Le Hamas, acronyme de Harakat Al Muqawarma Al Islamiya (traduction : Mouvement de résistance islamique), a été officiellement fondé en 1987, au début de la Première Intifada, par le cheikh Ahmed Yassine, tué en 2004 dans une opération ciblée de l’armée israélienne. L’organisation prenait alors la suite de l’Al-Mujamma’ al-islami (Centre islamique) qui s’est, entre la guerre des Six jours et la fondation du Hamas, consacré aux œuvres sociales et à la construction de mosquées – le nombre de celles-ci a beaucoup augmenté ces années-là en Cisjordanie et à Gaza.

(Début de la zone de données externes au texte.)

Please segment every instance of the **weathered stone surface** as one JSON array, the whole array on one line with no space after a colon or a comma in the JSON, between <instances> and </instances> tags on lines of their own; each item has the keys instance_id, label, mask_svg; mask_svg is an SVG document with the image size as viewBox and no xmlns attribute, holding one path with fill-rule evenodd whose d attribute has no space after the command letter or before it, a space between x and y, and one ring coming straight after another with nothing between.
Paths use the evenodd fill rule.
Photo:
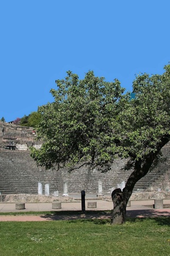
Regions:
<instances>
[{"instance_id":1,"label":"weathered stone surface","mask_svg":"<svg viewBox=\"0 0 170 256\"><path fill-rule=\"evenodd\" d=\"M88 202L88 208L97 208L97 202Z\"/></svg>"},{"instance_id":2,"label":"weathered stone surface","mask_svg":"<svg viewBox=\"0 0 170 256\"><path fill-rule=\"evenodd\" d=\"M103 193L105 194L110 188L116 188L117 183L127 180L131 171L121 171L126 161L116 160L112 170L107 173L102 173L97 169L84 166L75 170L71 173L67 169L46 171L43 167L37 167L36 162L30 156L29 146L38 148L40 142L36 141L32 133L32 128L19 126L0 122L0 192L6 194L37 194L37 183L41 181L43 188L46 183L50 186L50 194L53 194L56 188L63 193L63 181L68 181L69 193L80 193L84 190L87 193L98 192L99 180L102 180ZM9 140L13 140L16 149L5 149ZM167 162L161 163L159 167L149 173L135 185L134 189L139 191L150 188L153 192L160 188L166 193L170 190L170 143L163 150ZM44 190L43 190L44 193ZM164 196L166 196L166 194Z\"/></svg>"},{"instance_id":3,"label":"weathered stone surface","mask_svg":"<svg viewBox=\"0 0 170 256\"><path fill-rule=\"evenodd\" d=\"M61 209L62 207L62 203L61 202L53 202L52 203L53 209Z\"/></svg>"},{"instance_id":4,"label":"weathered stone surface","mask_svg":"<svg viewBox=\"0 0 170 256\"><path fill-rule=\"evenodd\" d=\"M164 208L163 199L155 199L154 200L155 209L163 209Z\"/></svg>"},{"instance_id":5,"label":"weathered stone surface","mask_svg":"<svg viewBox=\"0 0 170 256\"><path fill-rule=\"evenodd\" d=\"M15 204L16 210L23 210L26 209L24 203L17 203Z\"/></svg>"}]
</instances>

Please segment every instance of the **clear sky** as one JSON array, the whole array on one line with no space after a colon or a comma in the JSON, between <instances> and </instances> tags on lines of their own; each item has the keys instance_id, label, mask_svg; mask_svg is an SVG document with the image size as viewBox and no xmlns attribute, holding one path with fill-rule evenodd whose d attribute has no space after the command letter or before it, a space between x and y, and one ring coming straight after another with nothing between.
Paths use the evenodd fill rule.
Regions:
<instances>
[{"instance_id":1,"label":"clear sky","mask_svg":"<svg viewBox=\"0 0 170 256\"><path fill-rule=\"evenodd\" d=\"M55 81L93 70L132 91L170 61L169 0L0 1L0 119L53 100Z\"/></svg>"}]
</instances>

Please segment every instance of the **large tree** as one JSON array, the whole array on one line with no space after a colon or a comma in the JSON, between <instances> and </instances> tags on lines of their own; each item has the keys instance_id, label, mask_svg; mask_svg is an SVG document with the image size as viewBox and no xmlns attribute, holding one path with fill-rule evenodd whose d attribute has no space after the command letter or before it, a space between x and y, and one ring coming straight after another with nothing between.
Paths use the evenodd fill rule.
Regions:
<instances>
[{"instance_id":1,"label":"large tree","mask_svg":"<svg viewBox=\"0 0 170 256\"><path fill-rule=\"evenodd\" d=\"M112 194L113 223L124 222L134 185L160 160L170 139L169 65L165 69L162 75L137 76L132 100L117 79L106 82L89 71L79 80L68 71L51 90L54 102L39 108L38 138L44 143L31 151L38 165L107 171L116 157L128 159L124 168L132 173L123 191Z\"/></svg>"}]
</instances>

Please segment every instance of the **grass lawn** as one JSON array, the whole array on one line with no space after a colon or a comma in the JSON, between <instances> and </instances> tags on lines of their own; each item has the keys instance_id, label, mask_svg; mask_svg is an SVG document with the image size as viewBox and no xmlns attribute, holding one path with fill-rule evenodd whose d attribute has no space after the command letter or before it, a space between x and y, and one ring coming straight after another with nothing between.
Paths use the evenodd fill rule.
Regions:
<instances>
[{"instance_id":1,"label":"grass lawn","mask_svg":"<svg viewBox=\"0 0 170 256\"><path fill-rule=\"evenodd\" d=\"M170 218L1 222L0 255L170 255Z\"/></svg>"}]
</instances>

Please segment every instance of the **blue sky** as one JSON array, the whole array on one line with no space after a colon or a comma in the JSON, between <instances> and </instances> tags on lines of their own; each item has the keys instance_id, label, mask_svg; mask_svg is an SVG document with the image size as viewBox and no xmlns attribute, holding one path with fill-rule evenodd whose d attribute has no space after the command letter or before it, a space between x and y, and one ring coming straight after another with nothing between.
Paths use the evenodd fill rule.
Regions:
<instances>
[{"instance_id":1,"label":"blue sky","mask_svg":"<svg viewBox=\"0 0 170 256\"><path fill-rule=\"evenodd\" d=\"M0 2L0 119L53 100L55 81L89 70L132 91L170 61L169 0Z\"/></svg>"}]
</instances>

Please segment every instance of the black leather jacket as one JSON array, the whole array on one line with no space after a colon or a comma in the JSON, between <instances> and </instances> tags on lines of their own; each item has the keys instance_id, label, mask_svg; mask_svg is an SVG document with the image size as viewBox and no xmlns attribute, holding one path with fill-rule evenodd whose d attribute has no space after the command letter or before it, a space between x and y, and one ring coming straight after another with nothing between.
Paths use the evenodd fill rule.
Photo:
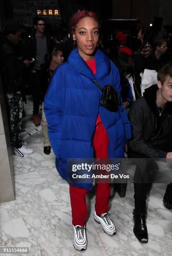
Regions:
<instances>
[{"instance_id":1,"label":"black leather jacket","mask_svg":"<svg viewBox=\"0 0 172 256\"><path fill-rule=\"evenodd\" d=\"M5 92L11 94L22 91L22 75L26 66L18 59L13 44L1 34L0 59Z\"/></svg>"},{"instance_id":2,"label":"black leather jacket","mask_svg":"<svg viewBox=\"0 0 172 256\"><path fill-rule=\"evenodd\" d=\"M46 34L47 47L47 54L45 56L45 60L46 63L48 63L50 54L51 54L53 51L54 48L56 46L56 44L54 38L53 37L51 37L49 35ZM36 39L35 36L35 34L34 33L30 37L28 37L25 44L23 51L23 58L24 59L31 59L33 58L35 59L36 59ZM33 66L34 66L34 64ZM33 67L31 66L31 68Z\"/></svg>"},{"instance_id":3,"label":"black leather jacket","mask_svg":"<svg viewBox=\"0 0 172 256\"><path fill-rule=\"evenodd\" d=\"M172 102L168 102L163 113L163 121L159 132L154 136L156 125L157 84L145 90L143 97L132 104L129 112L132 138L131 149L152 158L164 158L165 152L154 146L168 143L172 146Z\"/></svg>"}]
</instances>

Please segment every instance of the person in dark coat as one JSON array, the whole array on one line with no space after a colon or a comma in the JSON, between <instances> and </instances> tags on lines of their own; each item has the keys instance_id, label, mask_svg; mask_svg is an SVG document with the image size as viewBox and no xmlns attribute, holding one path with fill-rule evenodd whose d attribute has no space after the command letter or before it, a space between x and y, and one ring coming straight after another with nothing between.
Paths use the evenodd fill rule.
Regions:
<instances>
[{"instance_id":1,"label":"person in dark coat","mask_svg":"<svg viewBox=\"0 0 172 256\"><path fill-rule=\"evenodd\" d=\"M54 71L44 101L57 169L66 180L68 159L123 158L126 139L131 135L122 101L116 112L100 104L101 91L95 81L102 87L110 84L119 94L121 86L117 68L97 48L99 23L95 13L76 13L70 31L75 49ZM92 187L91 180L84 181L81 179L78 183L70 183L73 244L79 251L87 246L86 195ZM109 181L95 185L94 220L111 236L116 230L107 213Z\"/></svg>"},{"instance_id":2,"label":"person in dark coat","mask_svg":"<svg viewBox=\"0 0 172 256\"><path fill-rule=\"evenodd\" d=\"M151 169L154 169L152 164L155 165L154 161L149 159L162 159L165 161L172 158L172 65L167 64L160 69L157 80L157 85L146 89L143 97L136 100L129 113L132 132L129 156L145 159L147 163L146 176L142 178L138 166L134 177L133 230L142 243L148 241L146 224L148 184L144 179ZM140 159L140 166L144 162ZM168 209L172 209L172 184L167 187L163 202Z\"/></svg>"},{"instance_id":3,"label":"person in dark coat","mask_svg":"<svg viewBox=\"0 0 172 256\"><path fill-rule=\"evenodd\" d=\"M32 63L17 57L15 46L20 40L20 27L14 20L4 21L3 34L0 35L0 60L3 87L7 106L11 142L13 146L23 155L32 154L33 150L23 145L20 137L25 84L23 73ZM14 153L19 155L14 150Z\"/></svg>"}]
</instances>

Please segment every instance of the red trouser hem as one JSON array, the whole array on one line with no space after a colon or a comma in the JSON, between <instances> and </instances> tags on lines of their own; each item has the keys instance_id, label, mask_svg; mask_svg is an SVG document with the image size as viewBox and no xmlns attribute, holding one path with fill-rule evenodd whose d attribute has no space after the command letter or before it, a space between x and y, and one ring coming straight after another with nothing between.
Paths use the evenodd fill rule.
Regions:
<instances>
[{"instance_id":1,"label":"red trouser hem","mask_svg":"<svg viewBox=\"0 0 172 256\"><path fill-rule=\"evenodd\" d=\"M99 115L97 120L100 120ZM102 123L96 127L92 139L95 158L108 158L108 147L109 143L107 131ZM96 183L95 184L95 211L100 215L106 212L109 207L109 198L111 191L110 183ZM84 226L87 218L86 195L88 189L70 186L69 192L72 209L72 224Z\"/></svg>"}]
</instances>

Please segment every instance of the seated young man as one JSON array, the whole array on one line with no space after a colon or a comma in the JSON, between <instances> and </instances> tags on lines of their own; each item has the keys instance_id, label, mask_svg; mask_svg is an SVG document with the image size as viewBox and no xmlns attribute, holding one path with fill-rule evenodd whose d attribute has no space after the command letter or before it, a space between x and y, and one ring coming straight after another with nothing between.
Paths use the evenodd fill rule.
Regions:
<instances>
[{"instance_id":1,"label":"seated young man","mask_svg":"<svg viewBox=\"0 0 172 256\"><path fill-rule=\"evenodd\" d=\"M157 85L146 89L143 96L137 100L129 111L132 133L129 141L130 157L164 158L166 161L172 158L172 65L167 64L159 71L157 80ZM147 168L149 173L150 166ZM138 174L140 177L139 172L138 166L134 181ZM148 185L145 183L134 184L133 231L142 243L148 241L145 221ZM168 209L172 209L172 184L167 187L163 202Z\"/></svg>"}]
</instances>

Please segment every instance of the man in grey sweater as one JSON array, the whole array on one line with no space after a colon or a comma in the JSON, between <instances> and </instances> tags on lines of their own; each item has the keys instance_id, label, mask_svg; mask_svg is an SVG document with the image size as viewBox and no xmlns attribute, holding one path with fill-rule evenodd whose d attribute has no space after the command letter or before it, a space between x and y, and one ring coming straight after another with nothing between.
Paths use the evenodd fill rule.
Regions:
<instances>
[{"instance_id":1,"label":"man in grey sweater","mask_svg":"<svg viewBox=\"0 0 172 256\"><path fill-rule=\"evenodd\" d=\"M129 141L129 157L145 158L146 161L149 158L172 159L172 65L167 64L160 69L157 79L157 84L145 90L143 97L138 99L129 113L132 134ZM149 173L154 162L151 159L148 161L146 172ZM134 177L133 231L140 242L147 243L145 218L148 184L136 183L141 176L137 166ZM167 187L163 202L168 209L172 208L172 184Z\"/></svg>"}]
</instances>

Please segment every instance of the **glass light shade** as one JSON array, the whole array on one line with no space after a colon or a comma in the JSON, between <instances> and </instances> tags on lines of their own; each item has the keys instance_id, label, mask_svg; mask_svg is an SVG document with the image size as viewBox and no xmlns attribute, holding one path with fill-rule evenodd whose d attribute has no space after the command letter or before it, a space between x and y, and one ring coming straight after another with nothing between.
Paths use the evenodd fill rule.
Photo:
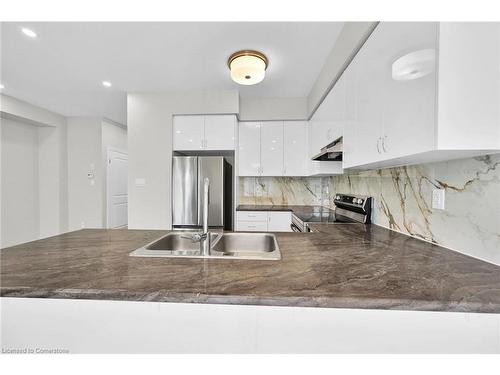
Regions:
<instances>
[{"instance_id":1,"label":"glass light shade","mask_svg":"<svg viewBox=\"0 0 500 375\"><path fill-rule=\"evenodd\" d=\"M435 70L436 51L422 49L401 56L392 64L392 79L409 81L425 77Z\"/></svg>"},{"instance_id":2,"label":"glass light shade","mask_svg":"<svg viewBox=\"0 0 500 375\"><path fill-rule=\"evenodd\" d=\"M258 56L238 56L229 64L231 78L240 85L255 85L266 76L266 63Z\"/></svg>"}]
</instances>

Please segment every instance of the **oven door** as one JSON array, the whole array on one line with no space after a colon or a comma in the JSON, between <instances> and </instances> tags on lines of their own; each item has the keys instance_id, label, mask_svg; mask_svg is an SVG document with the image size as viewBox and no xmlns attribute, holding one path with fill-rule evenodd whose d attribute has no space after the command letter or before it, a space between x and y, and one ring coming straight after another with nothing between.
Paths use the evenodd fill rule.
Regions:
<instances>
[{"instance_id":1,"label":"oven door","mask_svg":"<svg viewBox=\"0 0 500 375\"><path fill-rule=\"evenodd\" d=\"M292 213L292 224L290 228L294 232L304 232L304 223Z\"/></svg>"}]
</instances>

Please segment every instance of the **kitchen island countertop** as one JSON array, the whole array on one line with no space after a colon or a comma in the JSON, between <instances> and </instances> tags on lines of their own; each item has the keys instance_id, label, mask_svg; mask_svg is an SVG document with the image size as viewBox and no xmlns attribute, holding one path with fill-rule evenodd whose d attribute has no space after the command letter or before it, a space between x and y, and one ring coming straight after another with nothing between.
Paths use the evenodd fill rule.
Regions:
<instances>
[{"instance_id":1,"label":"kitchen island countertop","mask_svg":"<svg viewBox=\"0 0 500 375\"><path fill-rule=\"evenodd\" d=\"M374 225L276 233L280 261L138 258L161 230L84 229L1 250L3 297L500 313L500 267Z\"/></svg>"}]
</instances>

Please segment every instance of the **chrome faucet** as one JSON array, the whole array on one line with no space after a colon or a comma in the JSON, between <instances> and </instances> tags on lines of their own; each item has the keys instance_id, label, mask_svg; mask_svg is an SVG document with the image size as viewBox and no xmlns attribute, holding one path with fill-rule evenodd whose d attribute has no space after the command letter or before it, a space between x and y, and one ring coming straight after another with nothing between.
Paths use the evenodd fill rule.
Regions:
<instances>
[{"instance_id":1,"label":"chrome faucet","mask_svg":"<svg viewBox=\"0 0 500 375\"><path fill-rule=\"evenodd\" d=\"M210 180L203 180L203 232L192 235L181 236L193 242L200 243L200 253L203 256L210 255L210 232L208 231L208 203L210 199Z\"/></svg>"}]
</instances>

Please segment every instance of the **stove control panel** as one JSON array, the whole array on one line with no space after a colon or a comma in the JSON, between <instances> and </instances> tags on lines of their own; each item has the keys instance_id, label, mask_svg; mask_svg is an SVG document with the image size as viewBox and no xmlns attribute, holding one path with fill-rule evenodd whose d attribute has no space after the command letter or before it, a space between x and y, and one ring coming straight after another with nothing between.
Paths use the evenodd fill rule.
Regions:
<instances>
[{"instance_id":1,"label":"stove control panel","mask_svg":"<svg viewBox=\"0 0 500 375\"><path fill-rule=\"evenodd\" d=\"M348 203L354 204L356 206L363 206L367 200L367 197L355 196L355 195L346 195L346 194L337 194L335 196L336 203Z\"/></svg>"}]
</instances>

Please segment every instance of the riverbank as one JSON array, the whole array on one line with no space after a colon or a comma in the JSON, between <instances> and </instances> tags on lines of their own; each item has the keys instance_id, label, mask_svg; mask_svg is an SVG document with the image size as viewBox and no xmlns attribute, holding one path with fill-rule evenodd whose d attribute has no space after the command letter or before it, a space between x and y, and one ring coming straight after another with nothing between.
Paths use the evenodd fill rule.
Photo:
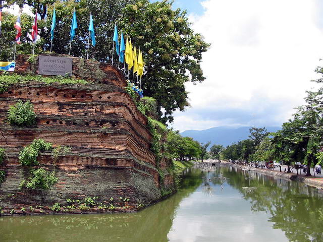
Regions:
<instances>
[{"instance_id":1,"label":"riverbank","mask_svg":"<svg viewBox=\"0 0 323 242\"><path fill-rule=\"evenodd\" d=\"M238 167L240 169L244 168L244 166L240 165L231 163L227 163L228 165L234 167ZM307 185L315 187L317 189L323 189L323 178L315 178L312 177L307 177L304 175L296 175L294 173L287 173L284 172L280 172L278 170L271 170L267 169L255 168L253 171L265 174L266 175L274 176L275 177L283 178L291 180L295 180L303 183Z\"/></svg>"}]
</instances>

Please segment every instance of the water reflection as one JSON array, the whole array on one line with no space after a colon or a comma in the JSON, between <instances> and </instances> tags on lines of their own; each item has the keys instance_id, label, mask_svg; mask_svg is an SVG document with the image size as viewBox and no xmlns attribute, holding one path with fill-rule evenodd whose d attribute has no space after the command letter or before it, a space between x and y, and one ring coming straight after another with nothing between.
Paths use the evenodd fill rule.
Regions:
<instances>
[{"instance_id":1,"label":"water reflection","mask_svg":"<svg viewBox=\"0 0 323 242\"><path fill-rule=\"evenodd\" d=\"M175 196L139 213L0 217L4 241L322 241L316 189L251 171L183 172Z\"/></svg>"}]
</instances>

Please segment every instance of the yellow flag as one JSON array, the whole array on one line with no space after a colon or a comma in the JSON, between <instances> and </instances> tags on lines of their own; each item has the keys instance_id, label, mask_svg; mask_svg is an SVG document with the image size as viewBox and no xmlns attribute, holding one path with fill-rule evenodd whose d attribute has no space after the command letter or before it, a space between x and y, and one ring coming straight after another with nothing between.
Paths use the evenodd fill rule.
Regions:
<instances>
[{"instance_id":1,"label":"yellow flag","mask_svg":"<svg viewBox=\"0 0 323 242\"><path fill-rule=\"evenodd\" d=\"M131 40L129 41L129 60L128 64L128 70L130 70L133 67L133 56L132 54L132 44L131 44Z\"/></svg>"},{"instance_id":2,"label":"yellow flag","mask_svg":"<svg viewBox=\"0 0 323 242\"><path fill-rule=\"evenodd\" d=\"M128 39L128 35L127 35L127 42L126 42L126 58L125 61L126 63L127 63L128 65L129 65L130 62L130 52L129 51L129 41Z\"/></svg>"},{"instance_id":3,"label":"yellow flag","mask_svg":"<svg viewBox=\"0 0 323 242\"><path fill-rule=\"evenodd\" d=\"M136 44L135 48L133 49L133 73L136 73L138 71L138 62L137 61L137 50L136 50Z\"/></svg>"},{"instance_id":4,"label":"yellow flag","mask_svg":"<svg viewBox=\"0 0 323 242\"><path fill-rule=\"evenodd\" d=\"M139 52L138 54L138 76L140 77L142 76L143 74L143 60L142 60L142 53L140 51L140 48L139 48Z\"/></svg>"}]
</instances>

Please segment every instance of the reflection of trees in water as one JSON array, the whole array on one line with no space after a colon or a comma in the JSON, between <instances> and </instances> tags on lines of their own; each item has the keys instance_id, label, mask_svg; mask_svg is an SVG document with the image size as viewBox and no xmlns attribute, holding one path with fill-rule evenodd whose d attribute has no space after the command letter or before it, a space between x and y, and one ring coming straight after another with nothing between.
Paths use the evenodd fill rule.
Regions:
<instances>
[{"instance_id":1,"label":"reflection of trees in water","mask_svg":"<svg viewBox=\"0 0 323 242\"><path fill-rule=\"evenodd\" d=\"M269 212L274 228L284 231L290 241L323 241L323 199L317 190L252 171L252 179L246 179L241 172L229 169L223 169L228 183L250 201L252 211ZM245 193L244 187L256 189Z\"/></svg>"},{"instance_id":2,"label":"reflection of trees in water","mask_svg":"<svg viewBox=\"0 0 323 242\"><path fill-rule=\"evenodd\" d=\"M195 168L183 176L177 194L138 213L0 217L0 240L168 241L179 203L202 182Z\"/></svg>"}]
</instances>

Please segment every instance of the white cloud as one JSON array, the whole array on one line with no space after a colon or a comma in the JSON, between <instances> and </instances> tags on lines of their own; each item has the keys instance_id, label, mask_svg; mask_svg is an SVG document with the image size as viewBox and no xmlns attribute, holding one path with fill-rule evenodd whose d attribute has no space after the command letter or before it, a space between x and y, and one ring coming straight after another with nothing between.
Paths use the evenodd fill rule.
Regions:
<instances>
[{"instance_id":1,"label":"white cloud","mask_svg":"<svg viewBox=\"0 0 323 242\"><path fill-rule=\"evenodd\" d=\"M206 80L187 84L192 109L176 112L174 127L182 131L248 126L253 113L259 125L287 121L293 108L304 103L305 91L313 85L309 80L318 77L313 72L323 56L318 2L208 0L202 4L204 14L190 20L211 44L202 64ZM238 110L250 120L216 115L224 109L227 113Z\"/></svg>"}]
</instances>

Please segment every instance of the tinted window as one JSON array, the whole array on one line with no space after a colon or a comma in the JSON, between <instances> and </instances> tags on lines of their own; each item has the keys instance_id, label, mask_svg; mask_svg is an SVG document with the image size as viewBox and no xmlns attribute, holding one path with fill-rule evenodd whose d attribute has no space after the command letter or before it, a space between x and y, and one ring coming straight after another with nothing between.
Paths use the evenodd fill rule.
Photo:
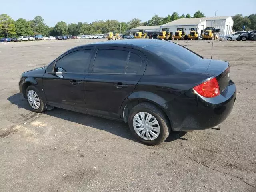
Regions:
<instances>
[{"instance_id":1,"label":"tinted window","mask_svg":"<svg viewBox=\"0 0 256 192\"><path fill-rule=\"evenodd\" d=\"M180 70L189 68L203 59L182 46L168 42L161 41L160 43L146 46L145 48Z\"/></svg>"},{"instance_id":2,"label":"tinted window","mask_svg":"<svg viewBox=\"0 0 256 192\"><path fill-rule=\"evenodd\" d=\"M92 72L124 73L128 53L128 51L121 50L98 50Z\"/></svg>"},{"instance_id":3,"label":"tinted window","mask_svg":"<svg viewBox=\"0 0 256 192\"><path fill-rule=\"evenodd\" d=\"M129 58L126 73L137 73L142 63L141 58L136 54L131 53Z\"/></svg>"},{"instance_id":4,"label":"tinted window","mask_svg":"<svg viewBox=\"0 0 256 192\"><path fill-rule=\"evenodd\" d=\"M68 73L87 72L90 51L90 50L80 50L64 56L56 62L54 71L56 72L57 68L60 67Z\"/></svg>"}]
</instances>

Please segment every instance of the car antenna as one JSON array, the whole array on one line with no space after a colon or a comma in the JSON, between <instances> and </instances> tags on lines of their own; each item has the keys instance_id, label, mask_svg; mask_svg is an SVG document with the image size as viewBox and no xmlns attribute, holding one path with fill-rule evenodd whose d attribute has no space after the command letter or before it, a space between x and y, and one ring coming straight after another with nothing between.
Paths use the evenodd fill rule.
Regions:
<instances>
[{"instance_id":1,"label":"car antenna","mask_svg":"<svg viewBox=\"0 0 256 192\"><path fill-rule=\"evenodd\" d=\"M215 16L214 16L214 24L213 25L214 26L215 25L216 19L216 11L215 11ZM212 50L213 49L213 39L214 38L214 35L213 37L212 38L212 55L211 56L211 59L212 58Z\"/></svg>"}]
</instances>

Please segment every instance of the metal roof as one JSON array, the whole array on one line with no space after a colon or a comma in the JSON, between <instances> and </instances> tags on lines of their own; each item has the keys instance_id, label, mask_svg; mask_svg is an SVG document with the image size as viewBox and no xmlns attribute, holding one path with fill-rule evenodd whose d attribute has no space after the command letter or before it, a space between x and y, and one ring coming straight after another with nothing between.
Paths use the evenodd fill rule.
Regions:
<instances>
[{"instance_id":1,"label":"metal roof","mask_svg":"<svg viewBox=\"0 0 256 192\"><path fill-rule=\"evenodd\" d=\"M195 25L205 21L206 20L223 20L230 17L230 16L222 16L220 17L198 17L196 18L185 18L178 19L171 21L161 26L172 26L177 25Z\"/></svg>"},{"instance_id":2,"label":"metal roof","mask_svg":"<svg viewBox=\"0 0 256 192\"><path fill-rule=\"evenodd\" d=\"M147 29L159 29L160 28L160 25L146 25L145 26L140 26L135 28L133 28L131 30L147 30Z\"/></svg>"}]
</instances>

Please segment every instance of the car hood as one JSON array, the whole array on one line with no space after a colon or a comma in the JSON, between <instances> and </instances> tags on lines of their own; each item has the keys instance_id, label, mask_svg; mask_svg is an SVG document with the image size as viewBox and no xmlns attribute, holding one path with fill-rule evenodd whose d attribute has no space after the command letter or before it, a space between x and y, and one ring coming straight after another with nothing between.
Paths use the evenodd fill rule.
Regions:
<instances>
[{"instance_id":1,"label":"car hood","mask_svg":"<svg viewBox=\"0 0 256 192\"><path fill-rule=\"evenodd\" d=\"M33 74L44 73L46 66L42 67L36 68L32 70L27 71L24 72L22 74L22 76L33 76Z\"/></svg>"}]
</instances>

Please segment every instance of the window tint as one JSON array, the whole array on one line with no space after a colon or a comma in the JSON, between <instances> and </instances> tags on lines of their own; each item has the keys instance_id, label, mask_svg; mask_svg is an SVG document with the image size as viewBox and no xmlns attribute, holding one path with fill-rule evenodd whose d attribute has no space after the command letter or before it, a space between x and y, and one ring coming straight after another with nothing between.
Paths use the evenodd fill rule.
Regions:
<instances>
[{"instance_id":1,"label":"window tint","mask_svg":"<svg viewBox=\"0 0 256 192\"><path fill-rule=\"evenodd\" d=\"M98 50L92 72L124 73L128 53L121 50Z\"/></svg>"},{"instance_id":2,"label":"window tint","mask_svg":"<svg viewBox=\"0 0 256 192\"><path fill-rule=\"evenodd\" d=\"M131 53L129 58L126 73L137 73L140 70L142 59L136 54Z\"/></svg>"},{"instance_id":3,"label":"window tint","mask_svg":"<svg viewBox=\"0 0 256 192\"><path fill-rule=\"evenodd\" d=\"M76 51L64 56L56 62L54 71L60 67L67 73L87 72L89 66L88 58L91 50Z\"/></svg>"},{"instance_id":4,"label":"window tint","mask_svg":"<svg viewBox=\"0 0 256 192\"><path fill-rule=\"evenodd\" d=\"M161 41L159 43L146 46L145 48L180 70L190 68L203 59L182 46L168 42Z\"/></svg>"}]
</instances>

Influent à Gaza dès sa fondation, très proche du mouvement des Frères musulmans égyptiens – organisation transnationale islamique sunnite fondée en 1928 en Egypte –, le Hamas prône ainsi un État islamique palestinien, la destruction d’Israël et le djihad contre les Juifs (« L’Heure ne viendra pas avant que les musulmans n’aient combattu les Juifs », indique l’article 7 de la charte, dans laquelle d’autres exemples d’antisémitisme s’y retrouvent). Le groupe, qui se distingue en deux branches, l’une armée, les brigades Izz al-Din al-Qassam, et l’autre politique, est aujourd’hui présidé par Ismaïl Haniyeh, qui vit au Qatar. Yahya Sinwar, basé à Gaza, est cependant vu comme son véritable dirigeant – l’homme a passé 22 ans dans les prisons israéliennes après avoir commis des attentats.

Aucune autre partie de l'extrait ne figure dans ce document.